De son côté, le pouvoir politique compte s’appuyer sur l’Église pour arracher dans la classe ouvrière les mauvaises herbes idéologiques. Il ne suffit par d’améliorer les salaires et les conditions de vie des ouvriers, de plus en plus nombreux, on veut aussi leur enseigner la religion chrétienne.

Napoléon III augmente fortement le budget des cultes. Le traitement des prêtres est relevé ; l’État attribue des bourses aux séminaristes sans fortune, pour favoriser le recrutement du clergé ; de nouvelles paroisses sont créées, dans les villes en cours d’urbanisation rapide, comme dans les parties de la France rurale ; de très nombreuses églises sont construites, souvent dans un style néo-gothique censé représenter l’architecture française par excellence.

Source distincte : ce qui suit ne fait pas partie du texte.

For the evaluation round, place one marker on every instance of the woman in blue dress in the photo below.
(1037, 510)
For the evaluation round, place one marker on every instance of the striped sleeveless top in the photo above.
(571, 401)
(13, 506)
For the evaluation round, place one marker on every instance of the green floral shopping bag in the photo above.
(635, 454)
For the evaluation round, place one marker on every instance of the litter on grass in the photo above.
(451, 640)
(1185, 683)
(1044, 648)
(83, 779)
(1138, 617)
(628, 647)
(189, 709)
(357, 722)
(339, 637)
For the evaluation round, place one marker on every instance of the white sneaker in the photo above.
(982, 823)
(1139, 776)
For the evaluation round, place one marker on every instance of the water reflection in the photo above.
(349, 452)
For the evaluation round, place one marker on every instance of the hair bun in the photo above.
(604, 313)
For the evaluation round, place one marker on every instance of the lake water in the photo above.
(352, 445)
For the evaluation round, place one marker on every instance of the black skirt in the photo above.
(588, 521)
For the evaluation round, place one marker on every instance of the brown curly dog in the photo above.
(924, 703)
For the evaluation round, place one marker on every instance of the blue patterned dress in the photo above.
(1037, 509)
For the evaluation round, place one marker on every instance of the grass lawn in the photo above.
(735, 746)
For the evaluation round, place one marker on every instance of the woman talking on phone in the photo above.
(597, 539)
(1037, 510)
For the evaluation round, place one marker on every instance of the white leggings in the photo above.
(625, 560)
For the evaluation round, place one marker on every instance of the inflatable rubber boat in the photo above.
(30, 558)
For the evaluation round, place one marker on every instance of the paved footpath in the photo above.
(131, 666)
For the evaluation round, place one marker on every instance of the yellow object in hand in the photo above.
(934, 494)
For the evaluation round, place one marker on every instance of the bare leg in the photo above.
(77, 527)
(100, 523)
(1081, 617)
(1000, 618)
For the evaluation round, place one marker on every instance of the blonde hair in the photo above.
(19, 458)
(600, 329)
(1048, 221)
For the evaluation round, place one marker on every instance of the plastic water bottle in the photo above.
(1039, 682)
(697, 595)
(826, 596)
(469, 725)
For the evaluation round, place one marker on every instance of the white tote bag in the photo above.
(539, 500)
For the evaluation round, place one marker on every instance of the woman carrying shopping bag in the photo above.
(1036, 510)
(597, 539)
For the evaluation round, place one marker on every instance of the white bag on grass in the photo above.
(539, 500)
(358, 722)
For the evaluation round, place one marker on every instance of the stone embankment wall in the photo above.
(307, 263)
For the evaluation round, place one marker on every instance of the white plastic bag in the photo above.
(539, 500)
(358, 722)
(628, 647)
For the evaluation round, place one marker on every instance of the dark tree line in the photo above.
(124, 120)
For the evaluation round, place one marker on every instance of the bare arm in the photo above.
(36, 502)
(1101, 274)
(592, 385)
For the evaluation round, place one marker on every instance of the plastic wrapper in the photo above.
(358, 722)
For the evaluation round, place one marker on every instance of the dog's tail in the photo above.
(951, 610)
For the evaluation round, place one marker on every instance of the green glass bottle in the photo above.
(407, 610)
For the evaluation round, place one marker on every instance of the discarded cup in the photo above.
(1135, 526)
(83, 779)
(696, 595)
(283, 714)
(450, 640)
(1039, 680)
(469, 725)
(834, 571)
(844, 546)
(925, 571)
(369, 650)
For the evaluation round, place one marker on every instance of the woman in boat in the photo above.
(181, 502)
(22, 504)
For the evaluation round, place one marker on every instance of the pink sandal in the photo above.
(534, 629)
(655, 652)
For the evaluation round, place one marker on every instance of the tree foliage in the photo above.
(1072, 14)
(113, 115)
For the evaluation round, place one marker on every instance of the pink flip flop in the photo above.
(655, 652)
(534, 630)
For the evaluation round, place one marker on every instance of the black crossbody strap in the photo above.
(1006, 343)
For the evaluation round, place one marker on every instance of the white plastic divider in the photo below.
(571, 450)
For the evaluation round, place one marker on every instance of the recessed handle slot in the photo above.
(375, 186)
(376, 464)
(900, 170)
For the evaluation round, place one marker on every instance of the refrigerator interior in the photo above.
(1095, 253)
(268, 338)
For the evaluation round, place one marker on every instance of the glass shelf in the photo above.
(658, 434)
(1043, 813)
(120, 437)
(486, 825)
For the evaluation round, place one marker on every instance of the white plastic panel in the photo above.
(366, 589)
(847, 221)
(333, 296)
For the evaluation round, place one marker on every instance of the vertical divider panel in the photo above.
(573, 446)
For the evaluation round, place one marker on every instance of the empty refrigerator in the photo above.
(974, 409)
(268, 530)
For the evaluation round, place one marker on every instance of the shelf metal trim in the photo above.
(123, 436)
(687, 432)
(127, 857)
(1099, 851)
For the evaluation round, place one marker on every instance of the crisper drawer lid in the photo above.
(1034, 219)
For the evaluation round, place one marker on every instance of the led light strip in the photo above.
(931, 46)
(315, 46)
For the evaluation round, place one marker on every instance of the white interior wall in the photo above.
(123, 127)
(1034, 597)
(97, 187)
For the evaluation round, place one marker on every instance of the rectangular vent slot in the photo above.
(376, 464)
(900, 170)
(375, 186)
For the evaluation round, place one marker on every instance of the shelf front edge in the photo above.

Les faveurs du régime ne se limitent pas à la religion majoritaire. Depuis Napoléon Ier et la mise en place du régime concordataire, l’État et les communes financent aussi les cultes protestants et juif (construction de temples et de synagogues, traitements versés aux ministres du culte, etc.).

Les dernières années du Second Empire sont dominées par la question romaine, la question scolaire et la question doctrinale. À Rome, un contingent français protège le pouvoir temporel du pape, presque sans interruption de 1849 à 1870. Pour autant, l’unification de l’Italie avec l’aide de Napoléon III éloigne les catholiques du régime. En France, les écoles confessionnelles sont florissantes, mais la politique menée par le ministre de l’Instruction publique Victor Duruy est perçue par les catholiques comme une concurrence menaçante. La loi de 1867 impose à chaque commune la création d’une école publique pour les filles et encourage la gratuité par des subventions et des bourses scolaires. Sur le plan intellectuel, la plupart des grands penseurs, sans être forcément athées, voient dans le catholicisme un obstacle au Progrès. En 1863, la Vie de Jésus de Renan suscite de violentes polémiques. En 1864, le pape Pie IX condamne fermement à la fois le libéralisme et le socialisme dans un catalogue (Syllabus) de toutes « les erreurs modernes ». Ces tensions font perdre à Napoléon III les avantages de sa politique religieuse sans pour autant le réconcilier avec les anticléricaux. Il cherche parmi les libéraux de nouveaux appuis politiques. Mais les républicains accusent le régime d’avoir pratiqué « l’alliance du trône et de l’autel ».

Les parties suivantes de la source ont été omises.